Mike Whalen - Defense attorney & ‘people person’
A gray beard and long, thinning hair, stylishly paired with a suit, a tie, and Birkenstocks. Admittedly, Mike Whalen stands out with his appearance and he looks a bit more like a forest gnome than a lawyer. We paid a visit to the affable defense attorney and found out why he only wears Birkenstocks, even in the highest courts. And that he finds murders far more interesting than divorces ….
Jurors are just people
Mike Whalen has been working as a defense attorney in Knoxville, Tennessee, for 20 years. Many of his clients only know him because of his sandals. In court, he’s often greeted with “Hey, that’s the lawyer with the Jesus shoes.” His outfit also often perplexes the jury. He asks them if it bothers them that the defense attorney is “an old hippie.” “That helps loosen things up,” he explains with a laugh, adding “… Occasionally I get a weird glance from the judge, though.”

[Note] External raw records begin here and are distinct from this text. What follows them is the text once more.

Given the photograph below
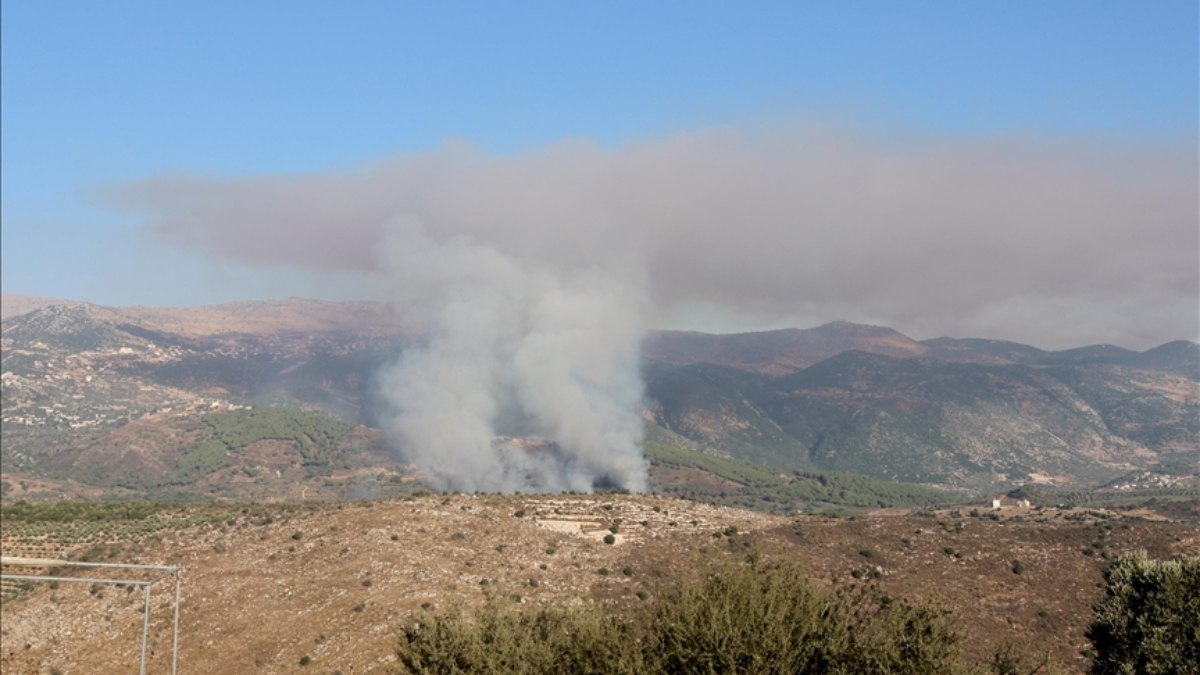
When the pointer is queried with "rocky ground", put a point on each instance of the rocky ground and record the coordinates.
(324, 587)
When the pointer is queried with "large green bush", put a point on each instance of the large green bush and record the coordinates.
(736, 619)
(1150, 617)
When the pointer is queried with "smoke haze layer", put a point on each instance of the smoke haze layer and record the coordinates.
(1051, 243)
(515, 350)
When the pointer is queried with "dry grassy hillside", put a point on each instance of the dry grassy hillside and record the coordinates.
(268, 586)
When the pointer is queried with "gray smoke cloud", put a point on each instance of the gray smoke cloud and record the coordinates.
(515, 350)
(535, 273)
(1045, 242)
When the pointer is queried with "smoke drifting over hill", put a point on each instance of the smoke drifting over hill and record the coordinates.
(516, 350)
(537, 270)
(1048, 243)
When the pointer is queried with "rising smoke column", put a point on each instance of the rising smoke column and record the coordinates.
(516, 348)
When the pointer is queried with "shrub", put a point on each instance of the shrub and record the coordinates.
(1150, 617)
(735, 619)
(499, 638)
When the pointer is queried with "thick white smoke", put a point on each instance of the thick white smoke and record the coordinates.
(516, 348)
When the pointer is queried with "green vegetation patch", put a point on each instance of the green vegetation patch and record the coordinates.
(735, 619)
(767, 488)
(1150, 619)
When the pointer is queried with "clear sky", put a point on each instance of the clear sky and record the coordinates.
(103, 99)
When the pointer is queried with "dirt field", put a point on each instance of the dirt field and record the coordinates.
(329, 585)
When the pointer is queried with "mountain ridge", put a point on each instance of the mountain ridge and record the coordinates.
(841, 396)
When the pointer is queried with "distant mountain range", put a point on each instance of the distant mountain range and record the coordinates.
(84, 383)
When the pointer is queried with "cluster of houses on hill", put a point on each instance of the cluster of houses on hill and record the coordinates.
(1008, 502)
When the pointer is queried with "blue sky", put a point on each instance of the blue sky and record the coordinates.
(105, 94)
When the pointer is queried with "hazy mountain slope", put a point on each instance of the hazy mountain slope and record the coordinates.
(99, 383)
(777, 352)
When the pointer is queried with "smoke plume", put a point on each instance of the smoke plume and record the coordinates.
(521, 351)
(1048, 242)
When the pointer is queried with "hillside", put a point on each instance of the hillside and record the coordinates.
(268, 589)
(90, 393)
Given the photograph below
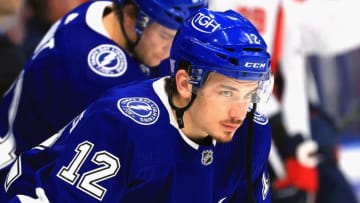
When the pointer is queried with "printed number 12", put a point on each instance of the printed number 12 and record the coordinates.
(109, 166)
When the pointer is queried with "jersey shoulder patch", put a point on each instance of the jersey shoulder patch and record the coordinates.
(141, 110)
(107, 60)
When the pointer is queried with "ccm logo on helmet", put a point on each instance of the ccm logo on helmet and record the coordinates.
(204, 23)
(255, 65)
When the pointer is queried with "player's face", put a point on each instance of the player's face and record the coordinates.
(154, 45)
(221, 106)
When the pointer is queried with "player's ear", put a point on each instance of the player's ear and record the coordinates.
(182, 84)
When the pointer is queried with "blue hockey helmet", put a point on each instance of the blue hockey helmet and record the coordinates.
(225, 43)
(168, 13)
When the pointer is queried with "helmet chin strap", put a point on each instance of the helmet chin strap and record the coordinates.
(180, 111)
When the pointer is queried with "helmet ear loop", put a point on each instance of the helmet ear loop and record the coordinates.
(180, 111)
(129, 44)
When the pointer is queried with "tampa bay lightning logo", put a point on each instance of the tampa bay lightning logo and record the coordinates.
(107, 60)
(143, 111)
(260, 118)
(204, 23)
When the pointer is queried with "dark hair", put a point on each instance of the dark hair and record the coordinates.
(170, 83)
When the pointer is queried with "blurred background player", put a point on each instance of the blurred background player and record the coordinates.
(94, 47)
(292, 38)
(38, 16)
(11, 56)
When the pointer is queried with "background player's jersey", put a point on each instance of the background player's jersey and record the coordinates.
(74, 64)
(127, 147)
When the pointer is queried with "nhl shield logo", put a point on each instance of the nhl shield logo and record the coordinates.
(207, 157)
(142, 110)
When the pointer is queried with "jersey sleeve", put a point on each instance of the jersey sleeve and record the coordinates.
(84, 163)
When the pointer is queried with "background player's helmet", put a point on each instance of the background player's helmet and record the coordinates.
(222, 42)
(168, 13)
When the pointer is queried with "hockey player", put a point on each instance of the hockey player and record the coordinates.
(292, 36)
(94, 47)
(184, 138)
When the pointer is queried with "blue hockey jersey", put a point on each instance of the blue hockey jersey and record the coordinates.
(74, 64)
(127, 147)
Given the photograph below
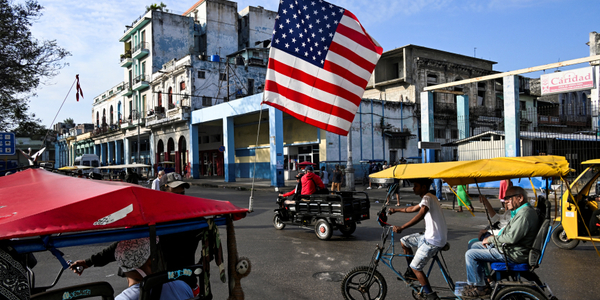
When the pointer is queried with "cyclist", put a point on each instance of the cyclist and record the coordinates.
(428, 243)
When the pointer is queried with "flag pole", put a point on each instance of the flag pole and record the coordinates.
(349, 167)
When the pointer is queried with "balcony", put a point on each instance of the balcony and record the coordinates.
(126, 90)
(140, 50)
(126, 60)
(140, 82)
(176, 113)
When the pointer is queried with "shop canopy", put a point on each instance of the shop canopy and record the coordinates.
(36, 202)
(483, 170)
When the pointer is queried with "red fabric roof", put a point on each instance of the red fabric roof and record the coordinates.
(37, 202)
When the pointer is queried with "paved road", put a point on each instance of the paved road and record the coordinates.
(293, 264)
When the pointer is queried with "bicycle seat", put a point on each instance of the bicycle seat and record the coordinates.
(446, 247)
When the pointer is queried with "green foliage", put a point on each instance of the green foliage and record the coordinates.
(161, 7)
(24, 61)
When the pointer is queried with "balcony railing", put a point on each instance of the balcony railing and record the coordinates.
(140, 50)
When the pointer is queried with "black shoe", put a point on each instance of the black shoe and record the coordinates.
(409, 275)
(430, 296)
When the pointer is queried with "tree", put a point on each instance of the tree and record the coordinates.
(161, 7)
(69, 122)
(25, 62)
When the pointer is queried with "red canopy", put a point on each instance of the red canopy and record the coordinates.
(37, 202)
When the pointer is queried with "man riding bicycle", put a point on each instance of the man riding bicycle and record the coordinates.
(428, 243)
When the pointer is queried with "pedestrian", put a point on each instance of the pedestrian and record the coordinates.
(337, 179)
(463, 193)
(156, 182)
(324, 176)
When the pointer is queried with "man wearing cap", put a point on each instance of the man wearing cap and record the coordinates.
(178, 249)
(133, 257)
(310, 181)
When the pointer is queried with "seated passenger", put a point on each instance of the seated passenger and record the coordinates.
(133, 257)
(515, 240)
(428, 243)
(295, 193)
(310, 182)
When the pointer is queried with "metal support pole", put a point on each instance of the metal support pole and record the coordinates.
(349, 166)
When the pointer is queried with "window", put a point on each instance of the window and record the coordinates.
(440, 133)
(206, 101)
(398, 143)
(250, 86)
(481, 93)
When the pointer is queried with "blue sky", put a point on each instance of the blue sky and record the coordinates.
(515, 33)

Mike grew up in Memphis, Tennessee. The simple way of life and the civil rights movement led by Martin Luther King, Jr., who was assassinated there, help make him the man he is today. As did the injustice suffered by African-Americans: “African-Americans always had the worst jobs here. And out of 250 students in my high school, only about a dozen of them were black,” Mike Whalen recalls.
From behind the bar to taking the bar
After school, Mike worked as a barkeeper, whitewater canoe rafter and professional rafting guide. In the eighties, he spent a few years in Nicaragua. While there, he learned Spanish, grew out his hair and his beard, and acquired his first pair of Birkenstocks. He was 34 by the time he started his law degree; his fellow students were in their early twenties. “I was the old hippie in the class,” Mike recalls.
Money or tomatoes
When he finally opened his law firm 20 years ago, he represented primarily Spanish-speaking clients. He frequently worked for the disadvantaged and still holds that same idealism. “I deal with people who cannot afford a lawyer, people who cannot afford to pay anything, but if they have a good story to tell, I’ll represent them.” he explains. Like the eight tomato pickers who had been arrested on theft charges. He was able to prove their innocence. Because he didn’t charge them money for his services, they left two crates of tomatoes on the roof of his car. “What can I say – sometimes you get paid, sometimes you get tomatoes. Once a client even made me a flower box – the best way to pay,” Whalen says with a laugh.
Mike likes “…simple people with simple problems - like murder. I prefer cases where one person has killed the other. Then I know that someone acted rationally. With divorce cases, on the other hand, rationality always goes right out the window!” He’s only ever taken one divorce case for friends – and afterward, neither of them ever spoke to him again. “It was like it was my fault they got divorced,” he chuckles.
Compliments from the competition
There was an attorney in Knoxville, Mike tells us, who was always in the local media and put a lot of effort into his appearance. One day, that lawyer went up to Mike and complimented his unusual appearance: beard, long hair, sandals – clearly part of a well thought-out, brilliant presentation strategy. Mike’s terse reply: “Yeah, I’m so slick that I was doing this 20 years before I decided to go to law school. So, it was a long-term plan …”
Exceptions to every rule
Whether he’s out for a walk in the winter, riding his motorcycle or hiking, Mike Whalen has worn only Birkenstocks for more than 30 years. The only exception was once, in his very first trial before a federal court. He wanted to look “presentable,” even went out and bought himself a pair of dress shoes.
The trial started off well, everything was going according to plan: the federal judge, a surly, tough-as-nails guy, agreed to Mike’s petitions in all points. The case had practically been won. But then, suddenly, the judge announced that he was going to go with the plaintiff’s petition instead. Mike could always file an appeal. Mike Whalen was at a loss. In the recess, he immediately threw his fancy new shoes in the closet and slipped back into his Birkenstocks. “I figured, if I’m going to get my butt kicked, I might as well be comfortable at the same time,” he tells us with a smile.
And that’s a perspective Mike maintains to this day. His Birkenstocks have been with him at every trial since then: in state and federal court, in the highest court of appeals and even before the Supreme Court. “And no one ever says anything about the shoes”, Mike says happily.